Nurses and physicians often describe critical care that is not expected to provide meaningful benefit to a patient as futile, and providing treatments perceived as futile is associated with moral distress.


To explore concordance of physicians’ and nurses’ assessments of futile critical care.


A focus group of clinicians developed a consensus definition of “futile” critical care. Daily for 3 months, critical care physicians and nurses in a health care system identified patients perceived to be receiving futile treatment. Assessments and patients’ survival were compared between nurses and physicians.

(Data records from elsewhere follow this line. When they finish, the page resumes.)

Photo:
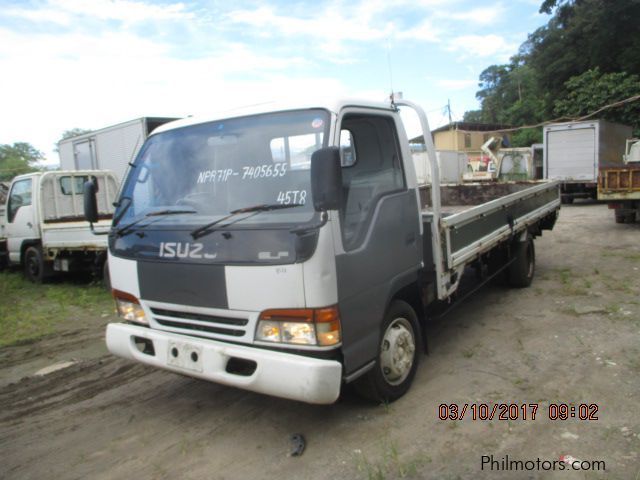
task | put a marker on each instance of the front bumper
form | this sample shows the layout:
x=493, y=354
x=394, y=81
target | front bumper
x=279, y=374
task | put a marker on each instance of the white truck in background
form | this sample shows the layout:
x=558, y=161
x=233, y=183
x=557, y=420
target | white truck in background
x=110, y=148
x=290, y=251
x=575, y=151
x=42, y=225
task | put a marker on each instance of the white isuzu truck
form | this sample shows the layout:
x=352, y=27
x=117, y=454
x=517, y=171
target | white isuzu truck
x=290, y=251
x=42, y=226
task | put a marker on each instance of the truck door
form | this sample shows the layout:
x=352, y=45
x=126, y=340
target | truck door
x=380, y=231
x=20, y=222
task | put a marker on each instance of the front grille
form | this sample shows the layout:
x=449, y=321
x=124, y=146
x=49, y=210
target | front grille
x=200, y=322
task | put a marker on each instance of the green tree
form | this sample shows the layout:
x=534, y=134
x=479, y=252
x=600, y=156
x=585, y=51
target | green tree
x=549, y=75
x=19, y=158
x=593, y=89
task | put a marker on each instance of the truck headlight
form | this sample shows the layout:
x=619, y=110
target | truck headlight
x=300, y=326
x=129, y=307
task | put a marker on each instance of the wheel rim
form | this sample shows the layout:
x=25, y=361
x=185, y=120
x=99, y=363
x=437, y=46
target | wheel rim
x=397, y=351
x=33, y=266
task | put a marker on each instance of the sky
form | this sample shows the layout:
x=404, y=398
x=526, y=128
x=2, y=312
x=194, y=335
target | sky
x=93, y=63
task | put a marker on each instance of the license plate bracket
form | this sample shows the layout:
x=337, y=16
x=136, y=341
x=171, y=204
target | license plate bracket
x=185, y=355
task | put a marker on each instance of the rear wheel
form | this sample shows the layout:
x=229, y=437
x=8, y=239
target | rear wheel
x=523, y=267
x=35, y=268
x=397, y=360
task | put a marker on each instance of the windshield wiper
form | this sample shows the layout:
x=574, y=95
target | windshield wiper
x=125, y=230
x=254, y=210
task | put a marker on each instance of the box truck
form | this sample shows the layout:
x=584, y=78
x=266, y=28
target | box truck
x=291, y=251
x=575, y=151
x=110, y=148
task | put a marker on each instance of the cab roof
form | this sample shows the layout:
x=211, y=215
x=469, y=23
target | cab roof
x=332, y=105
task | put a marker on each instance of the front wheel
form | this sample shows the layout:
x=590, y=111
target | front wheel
x=397, y=360
x=35, y=268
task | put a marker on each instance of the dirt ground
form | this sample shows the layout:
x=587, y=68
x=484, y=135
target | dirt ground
x=572, y=337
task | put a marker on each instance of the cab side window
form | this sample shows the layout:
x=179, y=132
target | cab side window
x=20, y=196
x=373, y=170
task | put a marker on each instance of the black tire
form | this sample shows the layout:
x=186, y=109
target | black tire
x=386, y=384
x=523, y=268
x=106, y=278
x=35, y=268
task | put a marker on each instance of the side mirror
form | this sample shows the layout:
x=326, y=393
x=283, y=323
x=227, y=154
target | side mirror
x=326, y=179
x=90, y=202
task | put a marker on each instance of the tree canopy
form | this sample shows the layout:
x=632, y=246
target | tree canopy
x=16, y=159
x=587, y=56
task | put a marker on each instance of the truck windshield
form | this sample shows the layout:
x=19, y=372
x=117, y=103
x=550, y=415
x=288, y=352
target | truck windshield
x=215, y=168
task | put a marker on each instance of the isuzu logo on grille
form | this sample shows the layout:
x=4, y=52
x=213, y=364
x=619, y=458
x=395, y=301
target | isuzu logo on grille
x=183, y=250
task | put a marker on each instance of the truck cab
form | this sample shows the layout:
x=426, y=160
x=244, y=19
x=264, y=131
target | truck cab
x=286, y=251
x=43, y=224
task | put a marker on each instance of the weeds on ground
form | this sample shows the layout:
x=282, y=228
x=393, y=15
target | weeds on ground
x=390, y=465
x=29, y=311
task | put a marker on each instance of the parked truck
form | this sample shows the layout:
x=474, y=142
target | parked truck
x=619, y=186
x=42, y=226
x=109, y=148
x=575, y=151
x=291, y=251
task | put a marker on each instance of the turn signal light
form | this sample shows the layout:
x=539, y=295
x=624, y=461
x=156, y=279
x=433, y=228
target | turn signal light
x=302, y=326
x=129, y=307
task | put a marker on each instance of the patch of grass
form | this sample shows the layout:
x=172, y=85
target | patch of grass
x=565, y=275
x=626, y=254
x=391, y=464
x=29, y=312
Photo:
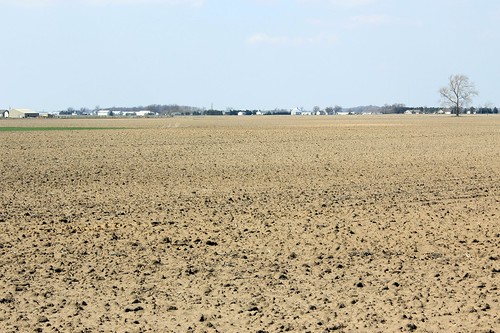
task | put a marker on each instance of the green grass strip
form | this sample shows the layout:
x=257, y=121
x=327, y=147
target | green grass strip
x=26, y=129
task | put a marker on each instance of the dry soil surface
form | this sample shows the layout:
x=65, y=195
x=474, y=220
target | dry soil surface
x=251, y=224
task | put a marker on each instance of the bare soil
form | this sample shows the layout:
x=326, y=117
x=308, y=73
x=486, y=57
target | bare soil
x=251, y=224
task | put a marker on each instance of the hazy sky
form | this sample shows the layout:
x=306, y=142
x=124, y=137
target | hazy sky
x=255, y=54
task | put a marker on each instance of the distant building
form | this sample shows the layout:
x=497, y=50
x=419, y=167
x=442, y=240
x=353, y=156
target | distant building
x=103, y=113
x=144, y=113
x=22, y=113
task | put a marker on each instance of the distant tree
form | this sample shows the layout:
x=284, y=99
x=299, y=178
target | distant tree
x=458, y=93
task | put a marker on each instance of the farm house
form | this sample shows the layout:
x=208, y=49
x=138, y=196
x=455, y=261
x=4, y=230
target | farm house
x=22, y=113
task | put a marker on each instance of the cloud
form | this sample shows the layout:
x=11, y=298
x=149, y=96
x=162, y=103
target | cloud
x=262, y=38
x=43, y=3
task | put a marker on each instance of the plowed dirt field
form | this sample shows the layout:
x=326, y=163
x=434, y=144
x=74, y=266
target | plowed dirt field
x=251, y=224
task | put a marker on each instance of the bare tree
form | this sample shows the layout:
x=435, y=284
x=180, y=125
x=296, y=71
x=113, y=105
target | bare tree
x=458, y=93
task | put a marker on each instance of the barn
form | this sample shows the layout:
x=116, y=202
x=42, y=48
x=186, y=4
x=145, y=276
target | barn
x=22, y=113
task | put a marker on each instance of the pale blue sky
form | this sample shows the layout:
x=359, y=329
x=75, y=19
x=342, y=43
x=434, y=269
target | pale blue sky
x=255, y=54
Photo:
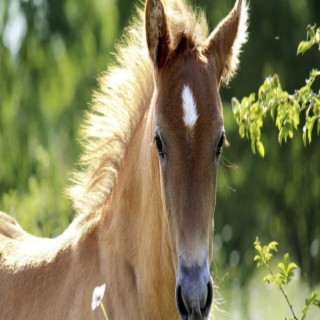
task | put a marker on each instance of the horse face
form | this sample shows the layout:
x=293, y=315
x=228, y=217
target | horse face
x=189, y=136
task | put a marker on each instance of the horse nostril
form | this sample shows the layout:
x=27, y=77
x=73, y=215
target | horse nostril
x=182, y=303
x=207, y=305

Nurses and physicians made 6254 shared assessments on 1086 patients. Nurses and physicians assessed approximately the same number of patients as receiving futile treatment (110 for nurses vs 113 for physicians, P = .82); however, concordance was low as to which patients were assessed as receiving futile treatment (κ = 0.46). The 110 patients categorized by nurses as receiving futile treatment had lower 6-month mortality than did the 113 patients so assessed by physicians (68% vs 85%, P = .005). Patients who were assessed as receiving futile treatment by both providers were more likely to die in the hospital than were patients assessed as receiving futile treatment by the nurse alone (76% vs 32%, P < .001) or by the physician alone (76% vs 57%, P = .04).


Interprofessional concordance on provision of critical care perceived to be futile is low; however, joint predictions between physicians and nurses were most predictive of patients’ outcomes, suggesting value in collaborative decision making.